What This Means If You're Thinking About Buying
The data paints a clear picture: 2026 offers the best combination of mortgage rates, home prices, and policy support that Canada has seen since at least 2020, and arguably since before the pandemic.
But "best in years" doesn't mean "good" — housing affordability is still well above historical norms, and the structural challenges (underbuilding, high household debt, regional disparities) that got us here haven't been resolved.
If you're a first-time buyer, the confluence of 30-year amortizations, a higher insured mortgage cap, and relatively low rates makes this a window worth taking seriously — especially if you're buying in a market where prices have softened. Making sure you understand what to expect on closing day and the legal documents you'll need to sign will help the process go smoothly.
If you're a current homeowner facing renewal, the priority should be shopping your rate aggressively and understanding the full cost picture of refinancing versus simply renewing with your existing lender.

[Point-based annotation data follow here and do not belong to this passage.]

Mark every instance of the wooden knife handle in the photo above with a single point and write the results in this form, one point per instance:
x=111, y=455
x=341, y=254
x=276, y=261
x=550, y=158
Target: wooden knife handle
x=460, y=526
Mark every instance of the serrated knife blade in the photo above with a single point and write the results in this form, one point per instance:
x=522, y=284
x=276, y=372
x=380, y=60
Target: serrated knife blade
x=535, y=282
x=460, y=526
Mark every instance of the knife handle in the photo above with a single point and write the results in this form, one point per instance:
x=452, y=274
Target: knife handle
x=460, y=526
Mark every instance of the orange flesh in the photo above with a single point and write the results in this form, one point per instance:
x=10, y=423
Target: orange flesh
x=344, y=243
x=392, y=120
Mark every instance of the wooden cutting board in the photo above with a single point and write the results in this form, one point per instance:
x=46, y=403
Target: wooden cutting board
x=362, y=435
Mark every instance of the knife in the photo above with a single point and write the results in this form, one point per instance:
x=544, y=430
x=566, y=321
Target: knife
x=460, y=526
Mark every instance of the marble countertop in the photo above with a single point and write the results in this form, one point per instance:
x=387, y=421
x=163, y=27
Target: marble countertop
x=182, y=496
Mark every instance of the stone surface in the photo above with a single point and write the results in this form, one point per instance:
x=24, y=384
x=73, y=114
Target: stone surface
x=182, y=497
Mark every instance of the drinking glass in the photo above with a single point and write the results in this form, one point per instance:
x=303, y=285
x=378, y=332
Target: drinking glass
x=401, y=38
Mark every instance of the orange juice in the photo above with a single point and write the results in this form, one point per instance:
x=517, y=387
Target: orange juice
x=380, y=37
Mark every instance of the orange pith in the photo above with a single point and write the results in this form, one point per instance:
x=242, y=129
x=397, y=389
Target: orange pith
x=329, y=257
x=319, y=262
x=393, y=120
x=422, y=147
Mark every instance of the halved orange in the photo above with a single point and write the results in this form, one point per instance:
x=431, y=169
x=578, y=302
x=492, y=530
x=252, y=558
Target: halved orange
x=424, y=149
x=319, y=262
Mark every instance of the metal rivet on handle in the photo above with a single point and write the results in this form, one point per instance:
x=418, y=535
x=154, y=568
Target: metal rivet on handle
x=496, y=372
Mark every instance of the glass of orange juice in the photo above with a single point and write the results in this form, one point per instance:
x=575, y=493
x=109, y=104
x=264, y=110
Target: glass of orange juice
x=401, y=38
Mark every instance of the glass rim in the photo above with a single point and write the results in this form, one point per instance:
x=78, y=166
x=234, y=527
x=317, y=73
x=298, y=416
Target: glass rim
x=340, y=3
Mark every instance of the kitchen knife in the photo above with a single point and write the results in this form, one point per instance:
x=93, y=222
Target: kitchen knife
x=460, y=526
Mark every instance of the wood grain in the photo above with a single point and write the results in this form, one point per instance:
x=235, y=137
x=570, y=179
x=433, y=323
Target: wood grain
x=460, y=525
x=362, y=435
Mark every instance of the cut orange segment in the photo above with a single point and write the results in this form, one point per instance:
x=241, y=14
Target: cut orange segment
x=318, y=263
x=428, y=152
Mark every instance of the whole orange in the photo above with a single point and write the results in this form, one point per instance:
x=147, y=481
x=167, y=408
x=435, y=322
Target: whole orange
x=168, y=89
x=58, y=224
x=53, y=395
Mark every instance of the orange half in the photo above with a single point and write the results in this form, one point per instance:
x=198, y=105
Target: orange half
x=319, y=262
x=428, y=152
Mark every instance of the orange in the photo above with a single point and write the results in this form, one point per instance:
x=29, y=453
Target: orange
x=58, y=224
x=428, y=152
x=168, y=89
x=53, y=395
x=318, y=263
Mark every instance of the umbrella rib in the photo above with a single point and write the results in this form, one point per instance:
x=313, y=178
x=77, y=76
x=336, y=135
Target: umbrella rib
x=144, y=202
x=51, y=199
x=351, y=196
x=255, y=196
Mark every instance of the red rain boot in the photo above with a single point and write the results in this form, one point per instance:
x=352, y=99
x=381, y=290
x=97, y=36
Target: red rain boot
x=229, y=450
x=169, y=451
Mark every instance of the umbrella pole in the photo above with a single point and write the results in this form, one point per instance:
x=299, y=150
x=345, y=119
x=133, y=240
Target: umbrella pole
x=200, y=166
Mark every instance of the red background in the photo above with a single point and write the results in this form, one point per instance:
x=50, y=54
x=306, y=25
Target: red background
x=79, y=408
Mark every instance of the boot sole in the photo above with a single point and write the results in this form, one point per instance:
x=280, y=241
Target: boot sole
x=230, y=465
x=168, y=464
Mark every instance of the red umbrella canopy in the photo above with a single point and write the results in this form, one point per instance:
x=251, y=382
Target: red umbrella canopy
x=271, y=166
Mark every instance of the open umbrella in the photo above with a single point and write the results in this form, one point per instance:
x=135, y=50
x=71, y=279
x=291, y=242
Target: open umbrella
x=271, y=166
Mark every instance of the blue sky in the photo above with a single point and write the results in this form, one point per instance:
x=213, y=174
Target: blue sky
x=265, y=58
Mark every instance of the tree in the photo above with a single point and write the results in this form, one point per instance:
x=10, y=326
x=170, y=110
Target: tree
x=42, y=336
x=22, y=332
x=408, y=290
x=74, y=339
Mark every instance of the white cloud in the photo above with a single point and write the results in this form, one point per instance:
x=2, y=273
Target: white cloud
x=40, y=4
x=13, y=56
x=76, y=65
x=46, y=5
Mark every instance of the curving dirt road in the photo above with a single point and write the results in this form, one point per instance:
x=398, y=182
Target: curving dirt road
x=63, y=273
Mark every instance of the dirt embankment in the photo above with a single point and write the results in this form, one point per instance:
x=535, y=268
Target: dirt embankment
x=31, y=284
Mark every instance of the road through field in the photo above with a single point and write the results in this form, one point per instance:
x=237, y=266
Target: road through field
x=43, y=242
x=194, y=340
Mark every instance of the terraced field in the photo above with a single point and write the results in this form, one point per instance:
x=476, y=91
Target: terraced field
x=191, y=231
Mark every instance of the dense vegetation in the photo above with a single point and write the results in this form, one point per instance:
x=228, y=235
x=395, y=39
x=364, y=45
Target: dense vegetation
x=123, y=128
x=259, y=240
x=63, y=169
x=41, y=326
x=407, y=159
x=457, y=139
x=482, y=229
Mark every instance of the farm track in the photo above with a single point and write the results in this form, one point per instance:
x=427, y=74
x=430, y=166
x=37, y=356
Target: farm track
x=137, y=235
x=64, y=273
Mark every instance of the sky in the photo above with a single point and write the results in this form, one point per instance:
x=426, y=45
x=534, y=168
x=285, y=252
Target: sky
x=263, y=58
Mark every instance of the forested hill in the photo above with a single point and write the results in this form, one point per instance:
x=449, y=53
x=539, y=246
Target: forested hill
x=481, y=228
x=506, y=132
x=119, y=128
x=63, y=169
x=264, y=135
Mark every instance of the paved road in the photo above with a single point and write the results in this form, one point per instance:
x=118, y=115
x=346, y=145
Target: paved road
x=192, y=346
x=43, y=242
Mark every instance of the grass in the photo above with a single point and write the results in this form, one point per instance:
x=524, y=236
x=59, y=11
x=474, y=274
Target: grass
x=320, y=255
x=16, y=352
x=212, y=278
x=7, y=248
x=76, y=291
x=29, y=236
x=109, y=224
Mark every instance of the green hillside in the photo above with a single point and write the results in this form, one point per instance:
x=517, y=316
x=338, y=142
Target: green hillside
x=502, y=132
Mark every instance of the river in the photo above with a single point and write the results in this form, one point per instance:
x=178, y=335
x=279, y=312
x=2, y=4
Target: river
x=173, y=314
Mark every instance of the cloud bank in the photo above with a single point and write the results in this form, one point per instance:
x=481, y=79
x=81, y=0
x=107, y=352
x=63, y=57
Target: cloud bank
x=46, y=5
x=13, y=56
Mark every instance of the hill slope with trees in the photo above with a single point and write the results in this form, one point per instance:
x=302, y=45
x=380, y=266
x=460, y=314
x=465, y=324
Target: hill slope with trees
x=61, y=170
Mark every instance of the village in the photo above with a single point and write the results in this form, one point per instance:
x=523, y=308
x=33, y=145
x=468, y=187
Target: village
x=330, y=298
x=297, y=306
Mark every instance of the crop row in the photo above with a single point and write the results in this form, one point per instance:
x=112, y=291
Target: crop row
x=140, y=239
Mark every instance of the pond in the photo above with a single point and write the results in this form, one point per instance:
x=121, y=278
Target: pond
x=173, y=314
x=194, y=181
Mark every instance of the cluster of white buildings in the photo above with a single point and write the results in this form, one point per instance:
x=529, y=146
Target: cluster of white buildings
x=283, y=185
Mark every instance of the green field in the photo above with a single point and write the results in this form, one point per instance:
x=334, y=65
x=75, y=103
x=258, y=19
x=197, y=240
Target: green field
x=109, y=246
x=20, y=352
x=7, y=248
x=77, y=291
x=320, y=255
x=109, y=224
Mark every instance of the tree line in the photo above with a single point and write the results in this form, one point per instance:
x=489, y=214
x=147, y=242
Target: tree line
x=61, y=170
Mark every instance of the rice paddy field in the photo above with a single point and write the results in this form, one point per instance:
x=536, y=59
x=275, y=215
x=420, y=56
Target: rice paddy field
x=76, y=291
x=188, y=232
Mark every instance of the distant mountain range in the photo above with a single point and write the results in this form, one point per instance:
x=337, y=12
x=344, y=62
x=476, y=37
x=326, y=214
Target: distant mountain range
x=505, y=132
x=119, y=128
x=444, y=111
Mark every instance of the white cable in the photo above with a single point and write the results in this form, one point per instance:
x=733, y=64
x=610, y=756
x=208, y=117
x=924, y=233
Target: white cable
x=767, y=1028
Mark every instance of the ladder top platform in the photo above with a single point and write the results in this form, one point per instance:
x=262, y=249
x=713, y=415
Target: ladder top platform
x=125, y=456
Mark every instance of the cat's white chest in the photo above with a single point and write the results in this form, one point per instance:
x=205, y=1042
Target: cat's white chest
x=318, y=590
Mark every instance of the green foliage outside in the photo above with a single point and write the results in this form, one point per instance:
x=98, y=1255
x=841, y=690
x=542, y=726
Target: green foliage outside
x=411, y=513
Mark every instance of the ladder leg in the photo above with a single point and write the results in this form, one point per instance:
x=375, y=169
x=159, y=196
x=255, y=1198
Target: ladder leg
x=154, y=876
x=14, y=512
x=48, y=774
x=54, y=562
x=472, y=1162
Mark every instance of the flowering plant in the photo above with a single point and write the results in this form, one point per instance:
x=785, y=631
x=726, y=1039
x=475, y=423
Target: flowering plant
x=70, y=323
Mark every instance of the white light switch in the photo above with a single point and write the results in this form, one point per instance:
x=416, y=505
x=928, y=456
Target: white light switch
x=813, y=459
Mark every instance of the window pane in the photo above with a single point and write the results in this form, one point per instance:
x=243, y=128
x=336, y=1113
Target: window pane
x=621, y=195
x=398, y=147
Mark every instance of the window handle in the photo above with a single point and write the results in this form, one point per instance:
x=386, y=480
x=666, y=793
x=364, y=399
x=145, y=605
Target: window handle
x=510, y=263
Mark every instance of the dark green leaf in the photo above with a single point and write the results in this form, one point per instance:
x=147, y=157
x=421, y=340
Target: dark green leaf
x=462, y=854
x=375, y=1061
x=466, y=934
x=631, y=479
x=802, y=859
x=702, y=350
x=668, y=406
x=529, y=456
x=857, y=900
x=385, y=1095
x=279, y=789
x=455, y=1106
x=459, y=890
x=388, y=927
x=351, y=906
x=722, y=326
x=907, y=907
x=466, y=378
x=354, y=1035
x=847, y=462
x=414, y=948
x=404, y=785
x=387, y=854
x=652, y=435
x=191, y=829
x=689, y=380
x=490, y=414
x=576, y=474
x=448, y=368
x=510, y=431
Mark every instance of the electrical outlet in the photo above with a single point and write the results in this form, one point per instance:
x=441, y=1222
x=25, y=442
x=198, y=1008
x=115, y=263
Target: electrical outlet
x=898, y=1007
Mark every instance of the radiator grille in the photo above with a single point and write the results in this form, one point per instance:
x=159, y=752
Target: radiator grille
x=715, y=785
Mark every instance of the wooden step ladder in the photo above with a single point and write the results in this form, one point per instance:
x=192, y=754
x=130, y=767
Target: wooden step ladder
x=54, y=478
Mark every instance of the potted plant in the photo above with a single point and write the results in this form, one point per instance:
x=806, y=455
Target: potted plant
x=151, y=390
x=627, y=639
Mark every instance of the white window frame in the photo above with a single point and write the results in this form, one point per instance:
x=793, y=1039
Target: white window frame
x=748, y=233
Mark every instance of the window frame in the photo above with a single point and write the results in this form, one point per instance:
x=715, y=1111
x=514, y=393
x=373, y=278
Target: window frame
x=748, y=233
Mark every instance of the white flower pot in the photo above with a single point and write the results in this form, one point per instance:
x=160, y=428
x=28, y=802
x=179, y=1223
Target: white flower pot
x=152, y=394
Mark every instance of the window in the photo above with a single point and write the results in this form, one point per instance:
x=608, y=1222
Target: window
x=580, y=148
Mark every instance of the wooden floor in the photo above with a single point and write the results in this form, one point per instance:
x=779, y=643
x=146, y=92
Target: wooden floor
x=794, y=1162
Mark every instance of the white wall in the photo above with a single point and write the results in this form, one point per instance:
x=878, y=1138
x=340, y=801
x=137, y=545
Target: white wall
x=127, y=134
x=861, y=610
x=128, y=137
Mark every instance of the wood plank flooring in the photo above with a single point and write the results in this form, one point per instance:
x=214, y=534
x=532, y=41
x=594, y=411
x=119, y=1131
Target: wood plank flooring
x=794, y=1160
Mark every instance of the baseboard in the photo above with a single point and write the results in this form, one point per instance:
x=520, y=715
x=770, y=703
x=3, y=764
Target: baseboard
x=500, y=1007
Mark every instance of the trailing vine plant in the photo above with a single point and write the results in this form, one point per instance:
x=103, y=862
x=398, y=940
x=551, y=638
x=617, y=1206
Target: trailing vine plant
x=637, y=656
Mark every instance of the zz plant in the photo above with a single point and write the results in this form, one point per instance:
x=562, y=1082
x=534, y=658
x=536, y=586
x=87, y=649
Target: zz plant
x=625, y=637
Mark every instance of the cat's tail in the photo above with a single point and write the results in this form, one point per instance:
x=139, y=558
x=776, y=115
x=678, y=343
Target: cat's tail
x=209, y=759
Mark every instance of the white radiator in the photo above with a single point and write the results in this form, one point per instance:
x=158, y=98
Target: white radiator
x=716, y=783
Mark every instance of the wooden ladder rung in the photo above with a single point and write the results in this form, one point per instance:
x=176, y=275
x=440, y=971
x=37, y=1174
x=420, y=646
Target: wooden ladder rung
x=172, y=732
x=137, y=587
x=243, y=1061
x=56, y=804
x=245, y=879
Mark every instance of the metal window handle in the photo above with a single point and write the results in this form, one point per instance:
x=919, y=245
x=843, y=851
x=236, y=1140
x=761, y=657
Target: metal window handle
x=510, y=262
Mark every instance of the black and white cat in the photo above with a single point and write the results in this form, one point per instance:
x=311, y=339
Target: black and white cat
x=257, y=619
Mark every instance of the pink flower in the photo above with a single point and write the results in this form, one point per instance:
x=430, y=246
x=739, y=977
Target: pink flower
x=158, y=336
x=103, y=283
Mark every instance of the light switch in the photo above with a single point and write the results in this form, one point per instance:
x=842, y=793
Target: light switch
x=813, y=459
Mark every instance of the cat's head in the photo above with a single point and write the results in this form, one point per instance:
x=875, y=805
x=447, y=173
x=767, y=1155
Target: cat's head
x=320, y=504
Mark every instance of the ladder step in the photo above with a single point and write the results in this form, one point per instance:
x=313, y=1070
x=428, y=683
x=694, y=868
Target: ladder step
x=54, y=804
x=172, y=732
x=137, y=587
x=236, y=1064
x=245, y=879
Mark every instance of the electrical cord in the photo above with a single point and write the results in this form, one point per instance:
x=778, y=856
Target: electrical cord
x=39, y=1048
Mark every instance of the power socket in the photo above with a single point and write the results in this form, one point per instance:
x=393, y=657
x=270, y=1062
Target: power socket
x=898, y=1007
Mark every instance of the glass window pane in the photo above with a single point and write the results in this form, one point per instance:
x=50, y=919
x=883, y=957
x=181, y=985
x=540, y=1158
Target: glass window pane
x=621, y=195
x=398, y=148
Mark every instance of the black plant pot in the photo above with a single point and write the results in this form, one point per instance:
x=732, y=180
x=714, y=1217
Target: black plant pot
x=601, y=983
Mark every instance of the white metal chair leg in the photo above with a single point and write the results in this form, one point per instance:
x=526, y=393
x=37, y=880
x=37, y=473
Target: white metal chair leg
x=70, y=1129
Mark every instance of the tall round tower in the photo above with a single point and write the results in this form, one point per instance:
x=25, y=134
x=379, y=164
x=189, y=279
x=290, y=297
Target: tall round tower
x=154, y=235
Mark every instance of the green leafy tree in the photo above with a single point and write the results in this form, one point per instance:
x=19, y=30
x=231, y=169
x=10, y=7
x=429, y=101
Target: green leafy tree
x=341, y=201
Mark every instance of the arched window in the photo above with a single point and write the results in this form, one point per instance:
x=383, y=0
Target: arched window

And if you're waiting for prices to drop further — they might. But if rates climb in 2027 as some economists predict, the monthly cost of that cheaper home could end up being higher than buying now.
The Bottom Line
Canada's housing affordability is at its best level in years, thanks to a rare convergence of lower rates, softer prices, and expanded buyer-friendly policies. Whether you're a first-time buyer, a renewing homeowner, or an investor reassessing your portfolio, 2026 presents a genuine window of opportunity.
The question isn't whether the window exists. It's how long it stays open.
Frequently Asked Questions (FAQs)
Q: Is housing affordability improving in Canada in 2026?A: Yes. According to the National Bank of Canada, housing affordability has improved for eight consecutive quarters — the longest streak on record. The mortgage payment as a percentage of income fell to 51.6% in Q4 2025, its lowest level in nearly four years.
Q: What are current mortgage rates in Canada in 2026?A: As of February 2026, the best variable mortgage rate in Canada is 3.45% and the best 5-year fixed rate is 3.94%. The Bank of Canada's policy rate is 2.25%, with most prime rates at 4.45%.
Q: Is 2026 a good time to buy a house in Canada?A: 2026 offers the best combination of mortgage rates, home prices, and buyer-friendly policies since before the pandemic. However, some economists forecast rate increases in late 2026 or 2027, which could narrow this affordability window.
Q: How does the 30-year amortization work for first-time buyers in Canada?A: Since December 2024, all first-time homebuyers can access 30-year amortizations on insured mortgages up to $1.5 million. This reduces monthly payments by roughly $300 on an average-priced home, though it increases total interest paid over the life of the mortgage.